But Metroid wouldn't work like that, I'm sure. In bits it could, easily, but it would be TOO easy to keep it all third person. But it's got to be done perfectly, or not at all.

Just keep Strafex away from them, that's all. ;0)
Sun 13/01/02 at 14:10
Regular
"not dead"
Posts: 11,145
Right, Georgia's having an after dinner nap, and Malibu is watching Toy Story 2, so back to the post. ;-)

Starting with sound, it can make a real impact on the way you feel when playing a game.

I finally got away from those damn zombies in Conker over the weekend, and into the war section. With both the Tediz and the zombies the music changes into something much more frantic in the seconds before you are attacked. As such you have a little time to draw your weapon, but the sudden burst of music also gets the heart rate pounding.

I'm hoping that the games make use of surround sound, as when watching movies it really adds to the atmosphere.
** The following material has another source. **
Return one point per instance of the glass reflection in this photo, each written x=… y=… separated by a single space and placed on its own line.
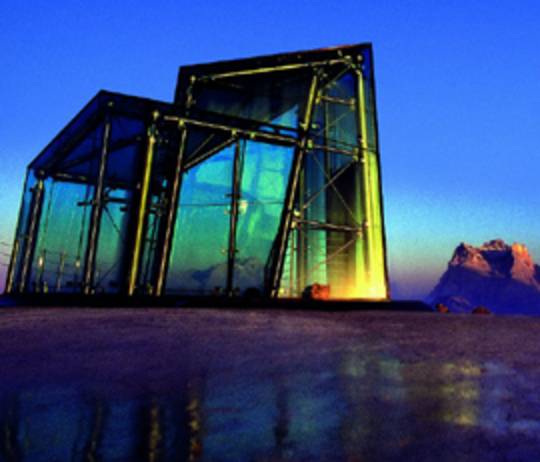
x=351 y=405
With games the effects could be shocking, like 'don't play if you have a heart condition' scary.

Now onto perspective. And indeed, back to Conker. Third person, though I felt that the shooting worked remarkably well. You could aim and move, so you could creep around the corner, already aiming at a zombie head height, rather than walking, having to stop to aim, then shooting, you can do it all in a fluid movement. This was with using the 'c' buttons, using a second control stick to do this would lead to better movement still.
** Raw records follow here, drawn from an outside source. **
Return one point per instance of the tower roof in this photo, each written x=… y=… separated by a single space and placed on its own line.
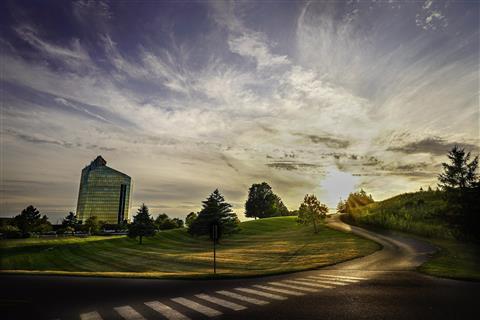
x=98 y=162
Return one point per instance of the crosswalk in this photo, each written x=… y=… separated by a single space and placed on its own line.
x=216 y=303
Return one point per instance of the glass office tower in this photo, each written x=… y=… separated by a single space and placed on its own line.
x=104 y=193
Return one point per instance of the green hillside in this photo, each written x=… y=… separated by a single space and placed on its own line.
x=265 y=246
x=425 y=215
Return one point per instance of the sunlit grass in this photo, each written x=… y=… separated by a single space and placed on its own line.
x=264 y=246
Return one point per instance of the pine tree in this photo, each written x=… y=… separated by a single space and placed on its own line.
x=143 y=225
x=190 y=218
x=214 y=211
x=262 y=202
x=28 y=219
x=461 y=173
x=312 y=211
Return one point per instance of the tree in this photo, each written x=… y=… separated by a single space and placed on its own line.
x=70 y=220
x=341 y=206
x=312 y=211
x=142 y=225
x=92 y=224
x=28 y=219
x=460 y=173
x=163 y=222
x=461 y=186
x=214 y=211
x=190 y=218
x=263 y=203
x=178 y=222
x=43 y=225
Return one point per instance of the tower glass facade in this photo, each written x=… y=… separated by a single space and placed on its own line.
x=104 y=193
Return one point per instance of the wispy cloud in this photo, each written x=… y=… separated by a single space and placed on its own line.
x=230 y=98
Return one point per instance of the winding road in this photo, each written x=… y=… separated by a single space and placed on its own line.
x=383 y=285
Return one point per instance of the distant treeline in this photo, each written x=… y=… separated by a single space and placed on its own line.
x=450 y=211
Onto one of the Gamecube's launch titles, 'Luigi's Mansion'. It takes a third person perspective, but the main aim of the game is to trap ghosts, by catching them in a light beam, then zapping them with a vacuum cleaner, which, basically, is shooting. Again, the key to it is having two control sticks.

So shooting in third persom can indeed work.

But jumping in first person doesn't.

Though jumping in third person, in 3D worlds is a pain too. How often to you think that you're above a platform, only to fall either behind or in front of it, because of no vision of depth?

So what is the game pitching at? A third person adventure, it has been dubbed. Super Metroid invloved a great deal of exploration. You couldn't access certain sections until you got certain items. Could exploration and shock tactics be more what this game is about than jumping on platforms?

Of course, the solution to all naff jumping problems in first person games would be an 'auto-jump' like Link does in the N64 Zelda games. Has that ever been used in 1st person before? If not, why not?
Sun 13/01/02 at 12:46
Regular
"Peace Respect Punk"
Posts: 8,069
yeah, I had Zsnes before, maybe I'll try Super Metroid.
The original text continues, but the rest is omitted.